Prime minister Sir Keir Starmer’s offer of an olive branch ‘relationship reset’ to the UK’s nearest European trading partners in France and Germany is a fitting visual analogy as an attempt to secure a positive legacy from the divisive discourse of Brexit.
This fresh approach can only work if the branch is grasped in a timely fashion so that the olives don’t risk simply withering on the vine.
Fresh produce, by its very nature, ceases to be so if unnecessary delay denies its distribution and, therefore, its definition. When we talk about ‘farm to fork’ or just in time delivery, supply chain optimisation is key to the end-to-end process from picking to packing, palletising, purchasing and putting on a plate.
If the olive in our analogy represents proactive diplomatic intentions, the move represents growing hope for UK stores and European growers in the wake of the new Border Targeting Operating Model (BTOM), the post-Brexit rules that govern the biosecurity of fresh produce entering the UK.
What is BTOM?
The rules that came into force at the end of April have not only caused disagreements over increased costs and operational viability. While it’s been ‘kicking off’ between Brussels, businesses and bureaucrats, the consequential delays have created a sterile political eco-system where fruit and veg has the potential to simply ‘go off’ on the quayside while waiting for an all-clear certificate.

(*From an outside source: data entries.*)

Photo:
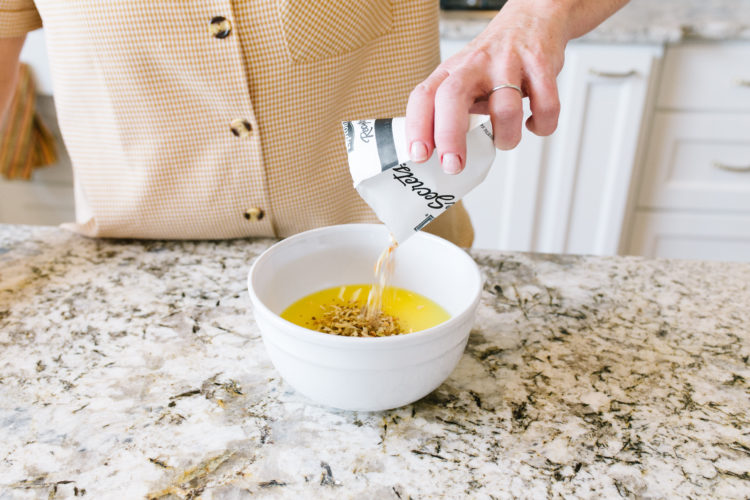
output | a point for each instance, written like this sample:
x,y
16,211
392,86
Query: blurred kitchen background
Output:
x,y
651,156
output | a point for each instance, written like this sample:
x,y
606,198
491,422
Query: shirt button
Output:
x,y
220,27
241,128
253,214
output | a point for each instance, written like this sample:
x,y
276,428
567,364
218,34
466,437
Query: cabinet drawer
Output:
x,y
706,76
698,161
691,236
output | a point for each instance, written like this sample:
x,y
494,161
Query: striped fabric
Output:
x,y
220,118
25,142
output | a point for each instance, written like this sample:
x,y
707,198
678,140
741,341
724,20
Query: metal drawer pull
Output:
x,y
609,74
732,168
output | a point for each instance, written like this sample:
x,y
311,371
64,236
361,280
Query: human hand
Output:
x,y
523,46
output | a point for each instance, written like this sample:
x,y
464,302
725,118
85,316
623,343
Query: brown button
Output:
x,y
220,27
253,214
241,128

BTOM classifies all plant and animal products coming from the EU and puts them into three risk groups: high, medium and low.
In its wisdom, the previous UK government placed many fruit and vegetable imports into the medium risk category, meaning multi-page documentation must be provided at the new border points.
With most fresh produce arriving in the UK in mixed loads, questions have been raised around potential delays and how to unpick the consignments in a timely fashion, particularly given question marks over the numbers of inspectors mandated to issue phytosanitary certificates at the relevant competent authority.
The Fresh Produce Consortium (FPC) argues the process will add £200 million in additional import costs, fees that will negatively impact small fruit and veg enterprises and ultimately be passed on to British consumers.
Race to the BTOM
The new rules, as far as businesses on both sides of the channel are concerned, provide a perfect example of a ‘race to the BTOM’ in that no one wins – there is simply no advantage to the UK or the EU if growers can’t get their goods to market in time and shortages and outages cause price hikes in the retail supply chain.
The rules seem to have created more confusion and less resolution for cross-border trade, according to the FPC and the Chartered Institute of Export and Trade (CIET), both of whose members have been at the sharp end of border delays because of the seemingly mixed ‘best practice’ messaging issued by Defra for goods leaving and entering the UK.
According to the CIET in one recent update, Defra advised traders sending goods to consider their choice of border control post (BCP) by reminding traders that “consignments need to enter GB at a point of entry with an appropriately designated BCP”.
However, it also said traders need to send goods to the same BCP they nominated in the Common Health Entry Document (CHED) which accompanies medium-risk and high-risk goods. Consequently, this caused costly confusion when traders selected a BCP not equipped to process their type of goods.
The Netherlands is the one of the world’s largest plant and flower exporters while the UK is the second-biggest importers of cut flowers from that region, another example of confusion growing into a major issue for Anglo-Dutch relations. Lorry drivers from the Netherlands could refuse UK deliveries following a barrage of complaints about conditions and processes at the UK’s BCPs.
Transport en Logistiek Nederland (TLN), a trade body which represents roughly 5,000 transport companies, said that its members reported average waits of four hours at facilities at Sevington, the government-run facility that serves the Port of Dover.
This was in addition to concerns about the conditions for drivers, with Sevington’s waiting room containing nothing but a water cooler and nowhere to buy food.
One TLN member said that a shipment of plants worth £34,000 had been rejected due to damage sustained during the BCP inspection process.
Meanwhile, other TLN members have called for private BCPs to be more up-front about the costs associated with inspections. Some reported receiving bills as high as £800 following a delivery, with no explanation as to which checks were carried out to generate such a high fee.
A brighter future?
As a business specialising in cross border resolutions to optimise supply chain efficiency, our clients look to us to resolve these challenges so that they can focus on their core activity growing their products and their businesses on both sides of the Channel.
Our role is to translate and troubleshoot border challenges on behalf of clients. Transparency is everything and businesses need expertise to optimise supply chains rather than the seemingly Kafka-esque opacity and bureaucratic processes they now face.
Overall, the olive branch re-set is an opportunity to create better cross-channel collaboration in a post-Brexit world where rotting fruit and veg and decomposing plants currently provide an emblematic and unedifying legacy backdrop. Conversely, the BTOMs of this world leave a bad taste.
In terms of language, it’s rather ironic that mandarin is a fruit, a language and a descriptor of a civil servant, a bureaucrat who translates the simple into the unnecessarily complicated. While the fruit is easy to peel, the civil servant can often be thick-skinned and prone to use impenetrable language.
Expertise and explanation in plain speak is a specialism that will always create the right translation to help peel away Whitehall or Brussels jargon. It delivers by keeping the wheels of commerce turning and going beyond the simple and performative posturing of European leaders.